L’ UE, come sempre, non ha voluto riconoscere alle nostre coste il ruolo di confine del territorio  continentale ed i nostri porti, dopo essere stati definiti sicuri, sono stati lasciati alla mercè di qualunque imbarcazione volesse scaricare immigrati.

Bruxelles non ha mosso ciglio neppure quando un ministro italiano degli interni, dopo aver cercato di difendere le coste, che sono italiane ma anche europee, è stato messo sotto sotto accusa da una magistratura che ha invocato generiche “leggi del mare” (ed anche quelle della pirateria) ed ignorato i diritti e la legislazione di uno stato civile e moderno.

Così fino ad oggi nei confronti dell’Italia.

Ma da alcuni giorni la UE sembra cambiata ed ha dato un esile segno di vita. Perché la Ursolina van der Leyen si è precipitata in Grecia, insieme a Charles Michel ed al presidente del parlamento europeo David Sassoli, un piddino passato “anema e core” all’ Europa. Tutti e tre si sono precipitati sul confine tra Grecia e Turchia, assediato dai migranti spinti verso l’Europa da Erdogan.

La situazione a quei confini – ha dichiarato la Ursula- non deve essere gestita solamente dalla Grecia ma è responsabilità dell’Europa nel suo insieme e noi la gestiremo ordinariamente con unità, solidarietà e determinazione. Ed ha proseguito: “siamo qui oggi per dirvi che i problemi della Grecia sono i nostri problemi. Questo confine non è solo un confine greco: è un confine europeo ed io oggi sono qui come una cittadina europea al vostro fianco”.

Affermazioni che l’UE non ha mai pronunciato in favore dei confini dell’Italia, e motivate dal fatto che quei migranti, anziché dirigersi verso l’Italia, erano incamminati in direzione della Germania.

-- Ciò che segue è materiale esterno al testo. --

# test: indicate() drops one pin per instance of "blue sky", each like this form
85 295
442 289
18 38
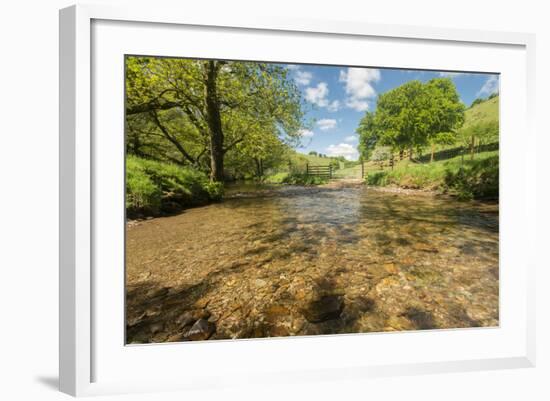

C’è da augurarsi soltanto che l’eurobolscevico David Sassoli, non diventi un emulo del traditore Grajano d’Asti, che alla disfida di Barletta (come ha scritto il mio conterraneo Massimo d’Azeglio), si era schierato con i francesi e contro gli italiani, e che non osi più fare la proposta di accogliere tra noi quei 140 mila migranti che premono sui confini tra Grecia e Turchia e sulle coste del povero stato ellenico. Già ridotto in miserevoli condizioni e depredato, proprio dai diktat bancari della Germania e della Francia.

Ora il nostro paese è alle prese con il coronavirus che viene chiamato con altre denominazioni che qualcuno, da bravo scienziato, o da solerte lettore di telegiornale, pensa che abbia un carattere più nobiliare.

Nulla è cambiato nei rapporti tra la nostra nazione, lasciata sola come sempre, ed i ricchi e strapagati burocrati di Bruxelles, anche sotto questo aspetto.

Ma è storia di oggi e dovremo riparlarne in futuro.

Rimane in sospeso intanto la ricerca della ragione che dà vita, nei confronti dell’Europa, ad un affetto così morboso, che in alcuni casi può divenire anche un’adorazione, da parte della sinistra.

Una delle spiegazioni che può essere data è quella che nella teca cranica degli esponenti della sinistra, dove alberga la porzione di cervello riservata ai ricordi, aleggi ancora l’ombra confusa di quello che per loro è stato il più grande disegno di organizzazione del mondo.

La struttura sovietica del Komintern che ha preceduto sotto alcuni aspetti, la configurazione plurinazionale dell’Unione Europea.

Una forma di nostalgia canaglia?

(immagini El Pais)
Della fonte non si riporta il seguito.